Overseas travel requires serious paperwork, one of the most important being the Incoming Passenger Card, which everyone must present when arriving in Australia.
The flight attendants pass out the cards as a preliminary announcement that your plane ride is just about over. This slip of paperwork identifies you to the Customs officer, describes your country of origin, your job, your purpose for being in Australia, how long you’ll stay and where you can be reached, who to contact if plans go awry (if a spider bites you or you step on a snake), the airship you came in on, and your passport number.

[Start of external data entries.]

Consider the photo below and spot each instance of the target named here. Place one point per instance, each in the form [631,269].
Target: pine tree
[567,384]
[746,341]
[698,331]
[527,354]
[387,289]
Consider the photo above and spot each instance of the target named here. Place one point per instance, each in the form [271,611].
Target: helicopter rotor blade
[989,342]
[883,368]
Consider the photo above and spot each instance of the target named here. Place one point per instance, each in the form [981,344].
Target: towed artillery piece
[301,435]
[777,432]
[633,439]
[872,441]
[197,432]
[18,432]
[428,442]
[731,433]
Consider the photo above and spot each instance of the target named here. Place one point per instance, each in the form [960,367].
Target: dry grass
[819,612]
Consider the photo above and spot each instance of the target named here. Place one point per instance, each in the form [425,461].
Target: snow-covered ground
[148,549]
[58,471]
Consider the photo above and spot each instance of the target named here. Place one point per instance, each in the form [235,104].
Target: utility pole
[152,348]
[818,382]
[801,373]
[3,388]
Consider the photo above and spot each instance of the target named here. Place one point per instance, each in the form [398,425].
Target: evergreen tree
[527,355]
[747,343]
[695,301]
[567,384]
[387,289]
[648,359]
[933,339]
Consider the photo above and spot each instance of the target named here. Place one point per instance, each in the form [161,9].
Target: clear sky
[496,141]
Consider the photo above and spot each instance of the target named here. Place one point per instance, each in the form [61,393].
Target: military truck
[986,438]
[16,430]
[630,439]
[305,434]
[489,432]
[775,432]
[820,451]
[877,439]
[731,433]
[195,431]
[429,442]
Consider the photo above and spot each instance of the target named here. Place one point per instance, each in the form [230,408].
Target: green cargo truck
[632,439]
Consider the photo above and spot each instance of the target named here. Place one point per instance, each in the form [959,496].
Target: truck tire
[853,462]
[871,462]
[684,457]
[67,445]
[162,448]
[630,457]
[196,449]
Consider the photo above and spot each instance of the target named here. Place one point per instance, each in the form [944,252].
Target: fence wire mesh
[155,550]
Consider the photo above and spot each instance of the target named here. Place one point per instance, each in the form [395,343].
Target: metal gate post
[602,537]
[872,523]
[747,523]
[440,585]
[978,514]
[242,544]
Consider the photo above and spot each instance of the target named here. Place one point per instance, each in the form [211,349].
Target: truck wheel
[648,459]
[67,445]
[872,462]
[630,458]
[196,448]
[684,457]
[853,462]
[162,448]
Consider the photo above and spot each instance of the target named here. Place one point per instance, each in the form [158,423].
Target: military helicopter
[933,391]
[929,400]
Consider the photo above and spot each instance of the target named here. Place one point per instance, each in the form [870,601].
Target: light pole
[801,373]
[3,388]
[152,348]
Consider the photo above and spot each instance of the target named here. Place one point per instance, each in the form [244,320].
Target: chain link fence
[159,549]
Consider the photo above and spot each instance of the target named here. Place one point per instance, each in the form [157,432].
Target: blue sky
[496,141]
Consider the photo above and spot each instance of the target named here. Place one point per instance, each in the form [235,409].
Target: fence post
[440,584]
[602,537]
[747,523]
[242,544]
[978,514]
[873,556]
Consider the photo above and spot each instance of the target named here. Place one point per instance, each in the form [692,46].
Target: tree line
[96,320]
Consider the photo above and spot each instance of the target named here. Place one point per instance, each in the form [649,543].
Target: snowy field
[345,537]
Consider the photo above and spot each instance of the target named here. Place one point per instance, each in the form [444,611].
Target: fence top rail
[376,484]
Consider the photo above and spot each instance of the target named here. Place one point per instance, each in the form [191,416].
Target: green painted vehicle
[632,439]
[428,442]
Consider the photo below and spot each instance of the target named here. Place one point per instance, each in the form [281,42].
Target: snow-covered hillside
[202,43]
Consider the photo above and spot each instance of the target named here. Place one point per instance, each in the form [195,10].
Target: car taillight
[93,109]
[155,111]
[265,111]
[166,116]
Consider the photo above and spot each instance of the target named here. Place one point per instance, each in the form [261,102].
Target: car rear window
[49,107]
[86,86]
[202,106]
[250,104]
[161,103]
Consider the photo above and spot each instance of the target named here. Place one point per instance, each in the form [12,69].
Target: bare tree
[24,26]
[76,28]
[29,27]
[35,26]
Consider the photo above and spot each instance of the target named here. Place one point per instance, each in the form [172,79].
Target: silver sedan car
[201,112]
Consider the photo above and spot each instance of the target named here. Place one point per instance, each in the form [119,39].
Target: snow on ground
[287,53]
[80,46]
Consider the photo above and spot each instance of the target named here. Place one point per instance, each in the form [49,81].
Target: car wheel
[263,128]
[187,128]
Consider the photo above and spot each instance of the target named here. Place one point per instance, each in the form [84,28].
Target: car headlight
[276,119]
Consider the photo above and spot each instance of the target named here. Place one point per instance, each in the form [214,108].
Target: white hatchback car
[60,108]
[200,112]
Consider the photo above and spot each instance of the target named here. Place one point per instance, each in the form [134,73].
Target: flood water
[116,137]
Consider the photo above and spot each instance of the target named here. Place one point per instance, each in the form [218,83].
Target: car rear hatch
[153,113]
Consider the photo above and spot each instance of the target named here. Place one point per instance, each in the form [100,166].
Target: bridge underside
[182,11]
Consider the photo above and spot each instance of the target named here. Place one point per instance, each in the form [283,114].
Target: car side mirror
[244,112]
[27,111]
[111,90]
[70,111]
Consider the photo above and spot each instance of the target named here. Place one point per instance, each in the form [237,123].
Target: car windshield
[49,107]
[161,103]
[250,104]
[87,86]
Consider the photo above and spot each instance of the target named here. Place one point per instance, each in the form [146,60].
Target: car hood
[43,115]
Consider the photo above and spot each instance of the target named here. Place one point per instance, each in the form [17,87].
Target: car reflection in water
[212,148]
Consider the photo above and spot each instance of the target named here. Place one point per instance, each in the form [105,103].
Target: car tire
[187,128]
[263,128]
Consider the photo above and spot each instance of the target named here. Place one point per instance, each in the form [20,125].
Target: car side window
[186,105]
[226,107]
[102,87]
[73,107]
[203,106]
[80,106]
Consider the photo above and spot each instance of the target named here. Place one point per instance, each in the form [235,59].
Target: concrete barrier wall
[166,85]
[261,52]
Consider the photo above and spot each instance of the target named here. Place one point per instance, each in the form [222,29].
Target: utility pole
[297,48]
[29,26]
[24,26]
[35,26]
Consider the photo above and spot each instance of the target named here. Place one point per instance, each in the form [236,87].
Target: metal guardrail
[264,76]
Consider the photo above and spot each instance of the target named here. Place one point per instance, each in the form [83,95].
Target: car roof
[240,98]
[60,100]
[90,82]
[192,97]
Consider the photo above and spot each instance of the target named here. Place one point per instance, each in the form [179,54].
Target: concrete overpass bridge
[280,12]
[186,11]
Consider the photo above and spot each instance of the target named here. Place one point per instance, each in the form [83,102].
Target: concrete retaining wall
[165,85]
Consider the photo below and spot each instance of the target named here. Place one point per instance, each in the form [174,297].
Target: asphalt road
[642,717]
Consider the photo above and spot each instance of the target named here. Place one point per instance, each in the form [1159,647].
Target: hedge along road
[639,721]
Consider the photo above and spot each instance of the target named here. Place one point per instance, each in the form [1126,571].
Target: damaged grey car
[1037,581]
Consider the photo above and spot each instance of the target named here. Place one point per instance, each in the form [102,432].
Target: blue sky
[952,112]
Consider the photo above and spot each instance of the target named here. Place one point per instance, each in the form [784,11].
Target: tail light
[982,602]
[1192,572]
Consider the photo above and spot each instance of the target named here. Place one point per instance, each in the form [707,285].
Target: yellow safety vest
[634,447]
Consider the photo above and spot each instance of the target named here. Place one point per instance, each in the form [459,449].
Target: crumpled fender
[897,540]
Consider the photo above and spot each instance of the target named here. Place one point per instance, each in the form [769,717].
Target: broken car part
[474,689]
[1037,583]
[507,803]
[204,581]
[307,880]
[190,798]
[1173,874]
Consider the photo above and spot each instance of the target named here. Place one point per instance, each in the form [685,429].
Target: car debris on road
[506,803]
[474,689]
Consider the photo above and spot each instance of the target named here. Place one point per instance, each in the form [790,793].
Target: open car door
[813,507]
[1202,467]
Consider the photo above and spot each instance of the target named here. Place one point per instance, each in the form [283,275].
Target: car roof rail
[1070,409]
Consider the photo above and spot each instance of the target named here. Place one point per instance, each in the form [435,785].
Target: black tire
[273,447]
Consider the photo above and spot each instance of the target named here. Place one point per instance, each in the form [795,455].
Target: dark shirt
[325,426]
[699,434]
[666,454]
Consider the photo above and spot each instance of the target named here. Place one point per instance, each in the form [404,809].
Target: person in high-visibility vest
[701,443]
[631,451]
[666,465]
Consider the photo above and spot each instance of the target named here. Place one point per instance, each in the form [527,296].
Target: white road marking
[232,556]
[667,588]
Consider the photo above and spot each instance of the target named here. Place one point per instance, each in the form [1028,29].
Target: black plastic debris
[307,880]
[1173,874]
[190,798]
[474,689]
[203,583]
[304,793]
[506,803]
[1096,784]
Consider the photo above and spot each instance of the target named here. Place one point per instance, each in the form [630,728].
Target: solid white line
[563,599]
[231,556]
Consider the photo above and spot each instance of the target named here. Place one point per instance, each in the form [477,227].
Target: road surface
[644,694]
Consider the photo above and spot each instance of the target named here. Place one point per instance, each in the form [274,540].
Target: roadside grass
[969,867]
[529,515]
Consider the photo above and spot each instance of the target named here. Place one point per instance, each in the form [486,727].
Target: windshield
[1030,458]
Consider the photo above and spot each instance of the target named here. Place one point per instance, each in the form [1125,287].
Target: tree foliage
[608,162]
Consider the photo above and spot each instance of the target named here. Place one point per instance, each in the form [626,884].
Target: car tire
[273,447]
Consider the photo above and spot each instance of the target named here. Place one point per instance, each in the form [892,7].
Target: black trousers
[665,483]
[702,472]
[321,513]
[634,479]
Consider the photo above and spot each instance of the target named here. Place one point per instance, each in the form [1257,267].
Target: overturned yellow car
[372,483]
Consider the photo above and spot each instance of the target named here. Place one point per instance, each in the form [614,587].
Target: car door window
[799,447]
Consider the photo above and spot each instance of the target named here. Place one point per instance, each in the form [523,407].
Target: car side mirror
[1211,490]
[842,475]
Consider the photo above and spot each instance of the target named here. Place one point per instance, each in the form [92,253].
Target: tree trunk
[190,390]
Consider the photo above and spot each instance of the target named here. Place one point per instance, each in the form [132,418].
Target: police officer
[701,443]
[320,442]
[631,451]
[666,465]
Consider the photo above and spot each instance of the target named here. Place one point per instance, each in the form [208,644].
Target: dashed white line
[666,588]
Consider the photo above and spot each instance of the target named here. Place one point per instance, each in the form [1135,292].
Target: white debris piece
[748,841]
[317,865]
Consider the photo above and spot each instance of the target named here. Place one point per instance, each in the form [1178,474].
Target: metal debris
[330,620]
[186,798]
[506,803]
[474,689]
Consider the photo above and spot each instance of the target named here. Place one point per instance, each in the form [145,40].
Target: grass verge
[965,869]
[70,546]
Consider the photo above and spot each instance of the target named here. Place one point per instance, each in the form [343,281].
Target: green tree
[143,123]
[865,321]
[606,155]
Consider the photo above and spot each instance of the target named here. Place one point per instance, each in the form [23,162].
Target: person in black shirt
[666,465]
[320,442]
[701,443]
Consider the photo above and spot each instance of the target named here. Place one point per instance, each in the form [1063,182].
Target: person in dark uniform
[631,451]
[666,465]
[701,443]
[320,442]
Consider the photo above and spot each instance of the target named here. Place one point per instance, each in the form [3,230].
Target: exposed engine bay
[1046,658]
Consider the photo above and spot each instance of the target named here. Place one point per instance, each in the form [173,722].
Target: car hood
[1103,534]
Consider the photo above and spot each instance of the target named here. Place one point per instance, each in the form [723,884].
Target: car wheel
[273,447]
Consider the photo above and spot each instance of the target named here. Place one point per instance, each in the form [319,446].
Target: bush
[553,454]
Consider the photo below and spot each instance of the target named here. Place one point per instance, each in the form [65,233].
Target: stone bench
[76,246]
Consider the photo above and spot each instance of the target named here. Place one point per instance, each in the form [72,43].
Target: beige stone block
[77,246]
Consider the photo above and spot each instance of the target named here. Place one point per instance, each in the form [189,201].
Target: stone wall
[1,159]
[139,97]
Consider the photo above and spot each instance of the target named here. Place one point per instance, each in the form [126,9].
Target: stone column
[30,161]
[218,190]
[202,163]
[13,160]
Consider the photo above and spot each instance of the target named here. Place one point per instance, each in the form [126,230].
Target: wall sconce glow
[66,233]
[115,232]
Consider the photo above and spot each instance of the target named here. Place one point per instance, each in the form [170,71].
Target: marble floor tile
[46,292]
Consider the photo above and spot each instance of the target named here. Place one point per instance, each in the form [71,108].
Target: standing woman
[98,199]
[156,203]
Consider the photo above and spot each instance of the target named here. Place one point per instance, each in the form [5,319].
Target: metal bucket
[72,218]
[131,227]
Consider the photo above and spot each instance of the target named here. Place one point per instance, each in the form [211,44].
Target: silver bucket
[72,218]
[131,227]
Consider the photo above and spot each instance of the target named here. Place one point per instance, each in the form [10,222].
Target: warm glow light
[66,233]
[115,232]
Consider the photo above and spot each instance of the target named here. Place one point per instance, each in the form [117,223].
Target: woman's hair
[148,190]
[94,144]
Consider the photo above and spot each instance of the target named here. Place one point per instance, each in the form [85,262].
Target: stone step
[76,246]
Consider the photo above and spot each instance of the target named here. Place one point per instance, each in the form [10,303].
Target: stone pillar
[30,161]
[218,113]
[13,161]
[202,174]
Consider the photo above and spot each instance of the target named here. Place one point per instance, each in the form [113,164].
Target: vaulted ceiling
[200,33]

Your signature verifies that you have no illegal intentions and that you are not bringing into the country anything you should not, including dairy, parts of animals, or any dirt clinging to your hiking boots. For this trip, the agent seemed somewhat bored with his work, slouched in his chair and tersely noting that Tom must remove his hat. The Agent asked me whether I had visited Africa, South or Central America, or the Caribbean in the last six days. (Oops. I forgot to fill out that part of the card.) Customs Agent questions are generally easy enough, but they can also seem random. Once, the agent wanted to know why Tom wasn’t wearing a wedding ring, while I was. The answer was simple (he’d misplaced it before we left Fargo), but I was glad that I carry a copy of our wedding certificate in my backpack when we travel out-of-country. Only straight-forward answers are accepted here, as warned in the sign that said: “Think before you speak,” followed by a caution to NOT make jokes with the Customs Agents.
Clearing Customs in Australia is an easy enough process if you dot your i’s and cross all your t’s and if you do not take any photos in the airport—they will be instantly confiscated (or deleted from your digital camera) and you will be chastised soundly. Sometimes it is not so easy to clear Customs upon return to the United States, particularly if you are arriving in Los Angeles. In the past, the process of lining up has been dramatic, with officers—stationed at various points around a large receiving room—yelling for people to line up here or there, depending upon your passport status (US Citizen or Not), long and slow-moving lines, and heated tempers. Once, a woman’s little girl ran out of the queue and under the straps that held our lines together. As soon as the mom took chase, she also became chased. Two officers raced into the crowd, yelling Stop! They saw only the woman and not the child running through the airport. It was a tense moment, heads turned, and the shouting alarmed everyone else into silence. I believe the officers were as relieved as anyone else when the situation was sorted out and no one had to be tackled.